Diretrizes do Centro de Controle e Prevenção de Doenças sugerem que a concentração de chumbo preocupa nesse patamar, apesar de não demandar intervenção médica o que só acontece quando a proporção atinge 10 mg por decilitro, índice não atingido por nenhuma das crianças analisadas.

Estudos apontam que acima de 5 microgramas de chumbo já há riscos de retardo mental e de afetação da capacidade de concentração.

A pesquisa, a primeira do Brasil feita com essa faixa etária, foi realizada em quatro unidades de ensino da cidade:

Escola Municipal de Ensino Fundamental Dom Luiz do Amaral Mousinho, Centro Municipal de Ensino Infantil Vírgílio Salata, e nas escolas estaduais Dom Alberto José Gonçalves e Antônio Diederichsen.

O objetivo, diz a coordenadora, Raquel Gerlach, professora da Faculdade de Odontologia, é alertar para a necessidade de se medir o nível de chumbo das crianças.

No mesmo estudo, além da coleta de sangue dos alunos, foi analisado o esmalte da camada externa dos dentes, o que possibilita identificar a exposição acumulada de chumbo no sangue (a coleta de sangue detecta a exposição nos últimos 30 dias, e por isso é mais precisa).

O resultado da análise do esmalte revela que 10% das crianças têm concentração acima de 5 microgramas, nível considerado excessivo.
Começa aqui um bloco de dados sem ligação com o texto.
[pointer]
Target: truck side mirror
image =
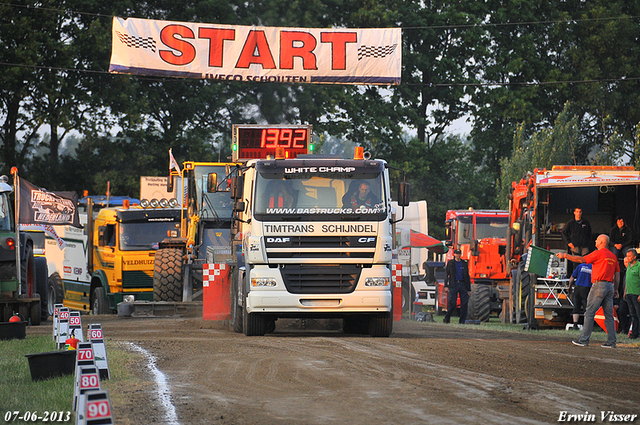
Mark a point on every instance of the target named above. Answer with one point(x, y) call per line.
point(102, 236)
point(170, 183)
point(212, 183)
point(237, 183)
point(447, 230)
point(404, 194)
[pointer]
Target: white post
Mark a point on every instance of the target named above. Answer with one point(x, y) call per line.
point(16, 188)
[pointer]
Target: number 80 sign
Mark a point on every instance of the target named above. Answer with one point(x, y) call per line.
point(98, 409)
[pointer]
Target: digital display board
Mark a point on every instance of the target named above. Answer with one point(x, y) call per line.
point(255, 141)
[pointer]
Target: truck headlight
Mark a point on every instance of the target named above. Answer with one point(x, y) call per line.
point(263, 281)
point(376, 281)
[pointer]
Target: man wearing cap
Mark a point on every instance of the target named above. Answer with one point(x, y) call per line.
point(457, 280)
point(605, 275)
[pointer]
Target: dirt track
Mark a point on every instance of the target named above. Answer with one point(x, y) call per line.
point(425, 373)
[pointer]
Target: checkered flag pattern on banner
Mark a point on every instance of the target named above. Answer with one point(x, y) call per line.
point(137, 42)
point(375, 51)
point(210, 271)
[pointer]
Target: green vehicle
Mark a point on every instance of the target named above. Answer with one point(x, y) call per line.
point(19, 289)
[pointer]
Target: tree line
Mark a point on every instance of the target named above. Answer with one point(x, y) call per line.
point(530, 75)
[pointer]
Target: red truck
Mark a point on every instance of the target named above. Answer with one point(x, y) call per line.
point(541, 204)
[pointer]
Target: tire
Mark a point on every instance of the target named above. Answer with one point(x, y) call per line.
point(35, 311)
point(168, 275)
point(42, 274)
point(380, 325)
point(253, 324)
point(479, 302)
point(99, 301)
point(54, 292)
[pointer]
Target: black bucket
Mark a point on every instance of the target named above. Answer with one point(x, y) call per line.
point(13, 330)
point(52, 363)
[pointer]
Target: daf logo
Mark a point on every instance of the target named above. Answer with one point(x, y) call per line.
point(278, 240)
point(366, 240)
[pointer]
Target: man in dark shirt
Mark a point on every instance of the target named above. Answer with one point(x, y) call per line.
point(577, 234)
point(620, 237)
point(459, 283)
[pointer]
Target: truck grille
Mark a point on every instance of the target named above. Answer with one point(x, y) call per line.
point(320, 279)
point(136, 279)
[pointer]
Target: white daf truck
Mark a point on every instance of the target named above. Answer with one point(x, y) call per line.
point(313, 234)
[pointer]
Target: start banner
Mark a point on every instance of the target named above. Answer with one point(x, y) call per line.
point(256, 54)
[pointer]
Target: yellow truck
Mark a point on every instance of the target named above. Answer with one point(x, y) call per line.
point(110, 260)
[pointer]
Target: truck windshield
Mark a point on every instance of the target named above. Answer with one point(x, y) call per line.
point(5, 213)
point(486, 227)
point(145, 236)
point(315, 196)
point(215, 205)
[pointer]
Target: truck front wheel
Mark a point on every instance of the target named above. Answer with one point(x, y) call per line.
point(381, 325)
point(168, 275)
point(253, 324)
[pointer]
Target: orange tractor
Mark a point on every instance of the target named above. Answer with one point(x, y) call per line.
point(481, 235)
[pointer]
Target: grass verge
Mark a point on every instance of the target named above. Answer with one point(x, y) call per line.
point(18, 393)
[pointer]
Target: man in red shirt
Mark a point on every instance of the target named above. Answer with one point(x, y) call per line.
point(605, 275)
O estudo não aponta as causas.

"A ideia era analisar as crianças de escolas nos Campos Elíseos, onde dois anos atrás constatamos alta concentração de chumbo, mas percebemos que as crianças que estudam nas escolas próximas ao bairro vêm de várias partes da cidade", disse a coordenadora.

Em um dos casos, uma hipótese apontada é a de que uma menina que tinha alta concentração de chumbo no sangue possa ter sido afetada pelo grafite do lápis.

"Mas ela não mordia o lápis, ela realmente comia. Três meses depois, tiramos outra amostra de sangue dela e o nível tinha abaixado. Nesse meio tempo, ela não usou mais lápis, mas pode ter mudado também outros comportamentos. Não dá pra afirmar que foi por causa do grafite, que é um material que tem chumbo", disse Gerlach.

A Folha procurou a Secretaria Municipal da Saúde para comentar a pesquisa, mas a pessoa indicada para falar sobre o assunto, Maria Cristina Bárbaro, não foi achada.